Data and Actor Classification and Organization

Overview

When composing workflows scientists can create new composite actors that wrap up other actors into a functional unit that performs a typical task. They can also create new atomic actors that are introduced into Kepler using the KSW file format

that is being designed. We want scientists to be able to label these new actors with the proper terms from the topical and signature ontologies so that they can be saved and then discovered later using the semantic techniques outlined above. When annotating these new actors, the scientist may have a need for new terms in the ontology to properly classify their new actor. These could be topical terms or new semantic data types that are not yet represented. In addition, the ontology may not capture any particular scientists views and knowledge of the domain area accurately, so they may wish to reorganize the ontology to better reflect their semantic worldview. In both of these cases the Kepler GUI needs to accomodate modification of the ontologies.

Data that are created by executing a workflow will be saved locally and possibly remotely and will need to be semantically labeled as well to maximize its utility. We hope that part of the semantic annotation may be propagated through the workflow automatically, but in the absence of this advanced feature the scientist would need to be able to annotate the derived data with its appropriate semantic type. This operation is closely related to annotating the ports of a new actor.

Envisioned GUI

How exactly this would work is an open topic. In the current Kepler GUI the topical ontology is represented as a tree control on the left side of the window. Each category shows up in the tree in all of its parent categories, and actors that have been annotated show up i the tree node for each ontology temr that applies. Thus, actors may show up in one, two, or more parts of the tree. To annotate a new actor, we envision being able to drag a composite actor from the canvas and drop it onto the ontology category in the tree. It could then be dragged again to add it to another category as well. This operation adds the new actor to the subsumption hierarchy at the appropriate place(s). If the ontology ends up representing more than just subsumption, we will need an GUI ability to create these additional relationships. One of our concerns is that the folder view that currently is shown in the tree conveys a much more informal representation of the ontology than is appropriate. So, we have considered changing the icons from folders to another 'container' icon that might reduce some implications of a folder. Strictly speaking, one physical item can not be in more than one folder at a time, so the folder metaphor isn't really appropriate for our case. The tree itself isn't really accurate as the ontology is a graph, so we could and should consider whether we want to use a more appropriate representation of the ontology in the left pane. Of course, switching to a graph representation could be very confusing and so any benefits in accuracy of the visualization would need to be weighed against the cost of using a less familiar and more complicated representation.

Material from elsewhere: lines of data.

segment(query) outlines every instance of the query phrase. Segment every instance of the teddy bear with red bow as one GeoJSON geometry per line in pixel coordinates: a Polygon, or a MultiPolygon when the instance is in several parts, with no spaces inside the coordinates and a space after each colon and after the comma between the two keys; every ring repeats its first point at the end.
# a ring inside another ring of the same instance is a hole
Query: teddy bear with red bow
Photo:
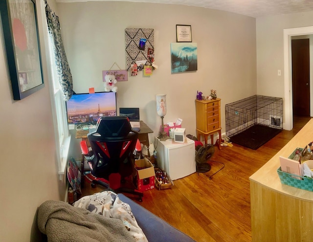
{"type": "Polygon", "coordinates": [[[116,92],[117,87],[115,87],[115,84],[117,82],[114,75],[106,75],[104,77],[105,82],[104,83],[105,91],[113,91],[116,92]]]}

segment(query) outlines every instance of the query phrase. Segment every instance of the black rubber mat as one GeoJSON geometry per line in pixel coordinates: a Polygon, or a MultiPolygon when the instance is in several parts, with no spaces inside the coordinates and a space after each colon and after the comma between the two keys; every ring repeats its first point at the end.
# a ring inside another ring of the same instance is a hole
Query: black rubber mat
{"type": "Polygon", "coordinates": [[[275,137],[282,130],[280,129],[256,124],[230,137],[230,141],[245,147],[256,150],[275,137]]]}

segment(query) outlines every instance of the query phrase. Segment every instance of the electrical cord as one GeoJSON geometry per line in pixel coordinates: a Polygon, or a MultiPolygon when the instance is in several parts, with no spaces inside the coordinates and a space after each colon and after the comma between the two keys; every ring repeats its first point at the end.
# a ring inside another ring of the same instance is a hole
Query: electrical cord
{"type": "MultiPolygon", "coordinates": [[[[215,174],[216,174],[218,172],[219,172],[220,171],[221,171],[222,169],[223,169],[224,167],[225,167],[225,164],[224,163],[221,162],[220,161],[216,161],[215,160],[209,160],[208,161],[212,161],[213,162],[216,162],[216,163],[219,163],[220,164],[222,164],[223,166],[222,168],[221,168],[220,170],[219,170],[217,172],[216,172],[215,173],[213,173],[213,174],[212,174],[211,176],[210,176],[209,177],[209,179],[211,180],[211,177],[214,176],[215,174]]],[[[199,172],[197,172],[197,174],[198,176],[199,176],[199,172]]]]}
{"type": "Polygon", "coordinates": [[[209,160],[209,161],[212,161],[213,162],[219,163],[220,164],[222,164],[223,165],[223,167],[222,168],[221,168],[220,170],[219,170],[217,172],[215,172],[215,173],[213,173],[211,176],[210,176],[210,177],[209,177],[209,179],[211,180],[211,177],[212,177],[213,176],[214,176],[215,174],[216,174],[218,172],[219,172],[220,171],[221,171],[222,169],[223,169],[225,167],[225,164],[224,163],[221,162],[220,161],[216,161],[215,160],[209,160]]]}

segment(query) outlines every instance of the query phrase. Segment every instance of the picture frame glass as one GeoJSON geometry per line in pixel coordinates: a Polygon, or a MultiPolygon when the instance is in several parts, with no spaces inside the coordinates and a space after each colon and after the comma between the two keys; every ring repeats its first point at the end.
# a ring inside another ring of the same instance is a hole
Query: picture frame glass
{"type": "Polygon", "coordinates": [[[176,24],[176,41],[192,42],[191,25],[176,24]]]}
{"type": "Polygon", "coordinates": [[[13,98],[21,100],[44,84],[36,3],[5,0],[0,11],[13,98]]]}

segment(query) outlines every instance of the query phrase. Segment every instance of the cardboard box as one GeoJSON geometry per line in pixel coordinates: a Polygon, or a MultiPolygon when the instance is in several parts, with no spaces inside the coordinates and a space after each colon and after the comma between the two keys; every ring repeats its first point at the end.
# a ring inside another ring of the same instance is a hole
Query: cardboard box
{"type": "Polygon", "coordinates": [[[155,168],[146,157],[135,160],[137,189],[141,192],[155,187],[155,168]]]}
{"type": "MultiPolygon", "coordinates": [[[[177,125],[176,123],[174,123],[174,126],[169,126],[168,125],[164,125],[164,132],[166,133],[167,136],[170,136],[170,130],[171,129],[175,129],[176,128],[181,128],[181,125],[177,125]]],[[[160,131],[162,131],[162,125],[160,126],[160,131]]]]}
{"type": "Polygon", "coordinates": [[[157,174],[158,173],[158,172],[159,171],[162,171],[164,172],[164,171],[159,168],[156,168],[155,171],[156,172],[156,176],[155,177],[155,184],[156,185],[156,188],[157,188],[158,190],[167,189],[168,188],[171,188],[172,185],[174,185],[174,183],[168,174],[166,175],[166,178],[169,181],[168,183],[163,183],[161,182],[158,181],[157,178],[156,177],[156,176],[158,176],[157,174]]]}

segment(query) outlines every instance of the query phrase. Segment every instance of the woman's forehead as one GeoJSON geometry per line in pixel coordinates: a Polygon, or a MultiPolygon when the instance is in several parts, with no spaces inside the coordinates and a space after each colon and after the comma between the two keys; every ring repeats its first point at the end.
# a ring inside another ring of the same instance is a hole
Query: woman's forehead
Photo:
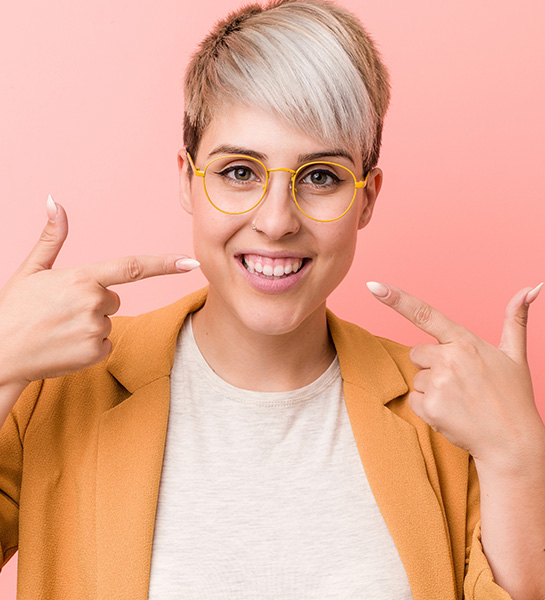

An alternative approach might be to right click on an actor and be shown a dilaog for classifying the actor. This dialog would both show the ontology and show the actor and its ports and allow the components of the actor to be annotated with the terms from the ontology.

Another alternative proposed by B. Ludaescher is to allow the user to enter Sparrow expressions in a text box for describing actor annotations. This is simpler to implement but has significant usability questions, partly because it assumes that the user has detailed knowledge of the terms and relationships between terms inthe ontology.

In many ways, annotating the semantic tpye of the ports (the actor's I/O signature) involves a different set of operations in the GUI than annotating what the actor is 'about' in terms of its function and algorithm.